Walk along Straight Lonen (the road that runs along the back of coach/disabled car park on Green Lane). You’ll pass Saint Coombs farmhouse, at which point the road becomes a path. Follow it until you reach the gate to the dunes. Once past the gate walk a few metres into the dunes and, diagonally to your right, you’ll see a post with its top painted white. Head towards it From there follow the marking posts until you reach the beach, noting that you should be aiming a little bit to the right (or you’ll end up in the next beach along which is Coves Haven). Google maps is your friend and should help.
Sandham Bay is divided into two parts by a line of rocks that juts into the sea. Personally, I think the northern one is better (the one further from the pyramid).

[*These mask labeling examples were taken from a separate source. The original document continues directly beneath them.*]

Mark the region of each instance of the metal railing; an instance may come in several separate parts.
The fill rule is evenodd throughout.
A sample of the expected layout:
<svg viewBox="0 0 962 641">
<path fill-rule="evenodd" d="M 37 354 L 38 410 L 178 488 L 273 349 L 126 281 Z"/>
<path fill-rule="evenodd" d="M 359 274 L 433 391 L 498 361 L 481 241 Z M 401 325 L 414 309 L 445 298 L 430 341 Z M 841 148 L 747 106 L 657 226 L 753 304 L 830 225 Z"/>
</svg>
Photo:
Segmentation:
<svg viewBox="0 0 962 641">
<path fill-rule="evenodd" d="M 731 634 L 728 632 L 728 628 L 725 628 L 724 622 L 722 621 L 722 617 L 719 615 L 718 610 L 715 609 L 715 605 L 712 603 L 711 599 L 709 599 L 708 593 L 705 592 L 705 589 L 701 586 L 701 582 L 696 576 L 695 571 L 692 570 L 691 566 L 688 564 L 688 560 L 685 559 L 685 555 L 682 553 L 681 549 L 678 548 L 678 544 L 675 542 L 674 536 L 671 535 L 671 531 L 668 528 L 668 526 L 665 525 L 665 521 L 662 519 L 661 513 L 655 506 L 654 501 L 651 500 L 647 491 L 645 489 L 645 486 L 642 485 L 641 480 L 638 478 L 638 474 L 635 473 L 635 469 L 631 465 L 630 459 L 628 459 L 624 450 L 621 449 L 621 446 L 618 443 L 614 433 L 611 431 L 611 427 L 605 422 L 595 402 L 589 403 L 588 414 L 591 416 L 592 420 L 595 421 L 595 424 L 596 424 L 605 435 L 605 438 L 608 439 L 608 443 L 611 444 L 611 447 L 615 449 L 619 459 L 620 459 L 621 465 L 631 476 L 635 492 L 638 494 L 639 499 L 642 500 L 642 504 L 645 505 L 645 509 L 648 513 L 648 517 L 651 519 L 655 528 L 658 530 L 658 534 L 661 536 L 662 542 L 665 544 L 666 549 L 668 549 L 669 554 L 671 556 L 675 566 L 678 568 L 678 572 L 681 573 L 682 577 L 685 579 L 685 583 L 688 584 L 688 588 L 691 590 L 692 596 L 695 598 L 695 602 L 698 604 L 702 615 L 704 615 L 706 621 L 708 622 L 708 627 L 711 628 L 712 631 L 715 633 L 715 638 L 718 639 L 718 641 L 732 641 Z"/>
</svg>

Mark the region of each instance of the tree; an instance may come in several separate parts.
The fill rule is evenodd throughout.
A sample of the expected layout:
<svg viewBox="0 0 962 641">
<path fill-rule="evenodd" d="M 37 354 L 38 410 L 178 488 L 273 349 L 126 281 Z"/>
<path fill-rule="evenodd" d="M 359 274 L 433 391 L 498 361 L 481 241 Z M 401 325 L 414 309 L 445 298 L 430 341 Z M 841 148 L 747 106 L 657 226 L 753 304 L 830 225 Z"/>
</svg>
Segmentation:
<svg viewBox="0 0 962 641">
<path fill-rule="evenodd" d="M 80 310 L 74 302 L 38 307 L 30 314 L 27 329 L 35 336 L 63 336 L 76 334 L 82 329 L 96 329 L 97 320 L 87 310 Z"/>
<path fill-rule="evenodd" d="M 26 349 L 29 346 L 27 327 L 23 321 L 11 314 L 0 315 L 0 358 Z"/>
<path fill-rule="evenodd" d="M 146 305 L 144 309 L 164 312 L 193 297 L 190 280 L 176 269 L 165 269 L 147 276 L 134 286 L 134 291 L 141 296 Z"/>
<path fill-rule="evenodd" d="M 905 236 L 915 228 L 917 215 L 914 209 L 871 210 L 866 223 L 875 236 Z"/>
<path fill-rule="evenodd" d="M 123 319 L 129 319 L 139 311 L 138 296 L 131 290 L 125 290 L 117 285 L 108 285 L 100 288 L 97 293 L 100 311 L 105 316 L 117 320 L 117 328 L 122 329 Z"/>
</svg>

- This is a lovely beach which is mostly sandy. I like it because as long as I don’t stray too far from the shore, I’ve never encountered a current or too much drag.
- You can swim here regardless of tides. Even in the lowest tide, it is still swimmable.
- As already noted, there’s a line of rocks that divides this beach in two. In higher tides, you may not see them, so I’d recommend you stick to one side or the other, but don’t try to swim between them, as you might end up on the rocks.
- For safety, it’s best to stay in your depth. If you swim out, or outside the bay the rules of the open sea apply, and you may encounter currents and rip tides.
- As it’s a longer walk to get back, dont forget to bring warm clothes for the return journey. Winds are a common feature of Holy Island, and you might get colder than you think.
Water temperatures and your “wild” swim
If you haven’t had the experience of swimming in the North Sea here, it could be a bracing experience (and that’s part of the fun). Personally, it takes me about three minutes of ‘Argh, argh, argh!’ to acclimatise once I’ve gone in fully. In summer I don’t bother with a wet suit, but in early season and winter I wouldn’t dare go without it. We each have a different cold threshold, and if you’ve never felt the freezing, breathless delight of the chill on your feet and the nape of your neck, it might be good to limit your exposure time initially, until you understand how your body reacts. I’ve also read on wild swimming forums that cold endurance is something you build up over time.
The water is at its warmest in July and August: between 11C (52F) on a cold year and 17C (62F) on a warm year.
Between September and March the water temperature gradually decreases reaching the coldest point, ~5C (46F) in March and then it starts to rise again.
You can see graphs and details of water temperatures here, though bear in mind that different websites offer different calculations.
In conclusion: swimming in the sea on Holy Island can be great fun, just read the safety advice, have warm clothes for after and maybe a flask of tea. Enjoy your swim!